Demystifying audio in video capture and live event streaming
As AV folks, we talk about audio encoding and codecs all the time, but what is an audio codec exactly? An audio codec is essentially a device or an algorithm capable of encoding and decoding a digital stream of audio.
In practical terms, the audio pressure waves that are transmitted through the air to our ears are continuous, analog signals. The signals are brought into the digital world by a device called an analog-to-digital converter (ADC) and back out again, for our enjoyment, by a digital-to-analog converter (DAC). The codec is found in between these two functions, and it is here where a number of important options can be adjusted to successfully capture, stream and record quality audio: the codec algorithm, the sample rate, the bit depth and the bit rate.
The three most common audio codecs are: Pulse-Code Modulation (PCM), MP3, and Advanced Audio Coding (AAC). The codec selected determines the compression and quality for recording.
PCM is a codec used in computers, Compact-Discs, digital phones, and the uncommonly used super-audio discs. The source signal for PCM is sampled at regular intervals and each sample represents the amplitude of the analog waveform as a digital value. PCM is the most basic form of encoding, and is usually just the raw output from the analog-to-digital conversion process.
Given the right parameters, this digitized waveform can be perfectly reconstructed back to analog at the far end, hence is ‘lossless’. This lossless codec provides high fidelity to the original audio, but unfortunately, it’s not very economical and results in very large files that are not feasible for live streaming. I recommend using PCM when recording digital ISOs for your sources or when you’re doing heavy audio post-production.
Luckily, we have the choice of several other codec algorithms that can compress the digital data (compared to PCM) using some clever observations about how audio waveforms behave. The trade-off is that these algorithms are considered ‘lossy’ since it’s not possible to perfectly reconstruct the original signal, but the results are still good enough so that most people can’t tell the difference.
MP3 is an audio encoding format using a lossy algorithm that compresses the same kind of sampled digital information into a much smaller file. MP3 is the most commonly used codec when referring to consumer audio for music and storage. I recommend only using MP3 for streaming content, because it uses less bandwidth.
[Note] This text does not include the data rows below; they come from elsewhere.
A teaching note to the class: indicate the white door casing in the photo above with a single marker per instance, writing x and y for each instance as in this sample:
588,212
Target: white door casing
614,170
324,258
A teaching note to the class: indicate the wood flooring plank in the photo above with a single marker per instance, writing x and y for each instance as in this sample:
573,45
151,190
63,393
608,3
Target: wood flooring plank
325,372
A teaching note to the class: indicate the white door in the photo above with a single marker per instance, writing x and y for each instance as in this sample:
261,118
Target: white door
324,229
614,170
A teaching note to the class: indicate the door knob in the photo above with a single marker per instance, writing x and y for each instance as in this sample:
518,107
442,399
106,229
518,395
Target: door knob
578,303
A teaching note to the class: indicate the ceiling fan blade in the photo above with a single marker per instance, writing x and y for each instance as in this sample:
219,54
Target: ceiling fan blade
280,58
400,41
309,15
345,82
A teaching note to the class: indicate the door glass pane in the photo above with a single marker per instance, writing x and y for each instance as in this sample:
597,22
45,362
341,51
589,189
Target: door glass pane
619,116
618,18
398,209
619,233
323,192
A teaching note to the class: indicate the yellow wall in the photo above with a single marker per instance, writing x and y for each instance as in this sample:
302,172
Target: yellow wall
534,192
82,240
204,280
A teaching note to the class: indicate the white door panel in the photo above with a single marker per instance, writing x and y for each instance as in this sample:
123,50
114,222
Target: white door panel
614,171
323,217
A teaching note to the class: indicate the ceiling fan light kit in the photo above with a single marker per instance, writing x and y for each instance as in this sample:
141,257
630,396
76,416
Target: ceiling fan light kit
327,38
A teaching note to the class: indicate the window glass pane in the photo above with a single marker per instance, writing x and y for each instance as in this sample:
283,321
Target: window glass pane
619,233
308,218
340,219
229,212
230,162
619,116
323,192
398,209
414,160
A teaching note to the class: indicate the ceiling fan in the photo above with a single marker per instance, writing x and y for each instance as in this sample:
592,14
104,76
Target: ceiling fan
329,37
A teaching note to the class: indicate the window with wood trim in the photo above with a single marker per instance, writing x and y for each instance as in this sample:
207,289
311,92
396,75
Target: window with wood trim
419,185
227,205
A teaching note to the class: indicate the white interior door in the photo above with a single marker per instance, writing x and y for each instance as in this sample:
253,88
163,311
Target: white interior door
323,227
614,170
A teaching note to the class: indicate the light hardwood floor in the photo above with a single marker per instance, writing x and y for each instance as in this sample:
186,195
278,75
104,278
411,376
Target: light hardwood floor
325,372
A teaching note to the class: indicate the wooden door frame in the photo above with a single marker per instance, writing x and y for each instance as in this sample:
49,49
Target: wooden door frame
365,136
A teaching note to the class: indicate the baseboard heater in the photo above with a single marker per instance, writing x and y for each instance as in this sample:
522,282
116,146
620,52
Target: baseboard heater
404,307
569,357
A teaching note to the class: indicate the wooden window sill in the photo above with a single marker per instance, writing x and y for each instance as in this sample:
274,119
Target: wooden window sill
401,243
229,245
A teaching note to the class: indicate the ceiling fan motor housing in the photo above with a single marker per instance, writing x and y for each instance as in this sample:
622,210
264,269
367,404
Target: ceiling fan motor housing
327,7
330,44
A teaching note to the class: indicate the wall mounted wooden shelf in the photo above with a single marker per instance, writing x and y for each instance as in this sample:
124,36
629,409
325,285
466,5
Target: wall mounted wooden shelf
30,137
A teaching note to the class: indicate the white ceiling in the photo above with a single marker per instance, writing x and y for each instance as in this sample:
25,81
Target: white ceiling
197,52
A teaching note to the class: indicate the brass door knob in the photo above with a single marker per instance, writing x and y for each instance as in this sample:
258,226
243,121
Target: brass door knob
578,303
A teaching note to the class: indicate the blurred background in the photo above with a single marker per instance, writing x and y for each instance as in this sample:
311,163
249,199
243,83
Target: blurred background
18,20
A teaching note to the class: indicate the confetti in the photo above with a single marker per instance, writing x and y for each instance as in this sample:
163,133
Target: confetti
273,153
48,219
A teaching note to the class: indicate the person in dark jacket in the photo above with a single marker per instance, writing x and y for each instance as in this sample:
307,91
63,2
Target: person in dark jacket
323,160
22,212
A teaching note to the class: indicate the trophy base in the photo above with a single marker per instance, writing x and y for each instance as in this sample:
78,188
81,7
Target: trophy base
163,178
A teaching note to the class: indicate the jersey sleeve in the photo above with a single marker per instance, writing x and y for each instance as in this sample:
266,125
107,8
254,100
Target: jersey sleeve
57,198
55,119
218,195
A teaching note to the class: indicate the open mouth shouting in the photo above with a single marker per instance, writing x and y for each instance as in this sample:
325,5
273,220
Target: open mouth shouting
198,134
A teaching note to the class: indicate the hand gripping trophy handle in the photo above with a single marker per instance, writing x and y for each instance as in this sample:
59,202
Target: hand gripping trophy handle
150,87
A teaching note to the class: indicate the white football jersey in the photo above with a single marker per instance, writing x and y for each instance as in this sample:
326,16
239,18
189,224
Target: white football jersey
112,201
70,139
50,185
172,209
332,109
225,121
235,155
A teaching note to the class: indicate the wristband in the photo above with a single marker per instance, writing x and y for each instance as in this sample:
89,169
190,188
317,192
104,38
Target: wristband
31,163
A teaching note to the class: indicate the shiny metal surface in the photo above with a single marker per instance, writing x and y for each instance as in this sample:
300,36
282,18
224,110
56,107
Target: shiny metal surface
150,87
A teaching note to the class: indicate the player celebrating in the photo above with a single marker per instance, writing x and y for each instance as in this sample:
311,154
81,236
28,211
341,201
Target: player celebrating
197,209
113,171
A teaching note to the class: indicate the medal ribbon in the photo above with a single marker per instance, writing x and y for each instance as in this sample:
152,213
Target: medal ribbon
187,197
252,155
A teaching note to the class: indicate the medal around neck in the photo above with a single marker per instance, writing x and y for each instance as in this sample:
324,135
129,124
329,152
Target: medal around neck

AAC is a newer, lossy digital audio encoding standard. It was designed to be the successor of MP3 compression. AAC has become a standard for MPEG-2 and MPEG-4 specifications. It is essentially a compression codec that provides better sound quality than MP3 while maintaining similar bitrates. I recommend using this codec when live streaming.
Sample Rates (kHz)
Sample rate is the number of times a sample of audio is taken per second. Sample rates are measured in Hertz (Hz) or Kilohertz (kHz,) one kHz equaling 1,000 Hz. As an example, 44,100 samples per second can be represented as either 44,100 Hz or 44.1 kHz. The sample rate selected will determine the maximum frequency that can be reproduced, and a Swedish-born engineer named Nyquist showed in the early 1900s, that the sample rate needs to be approximately double the highest frequency in order to do the job.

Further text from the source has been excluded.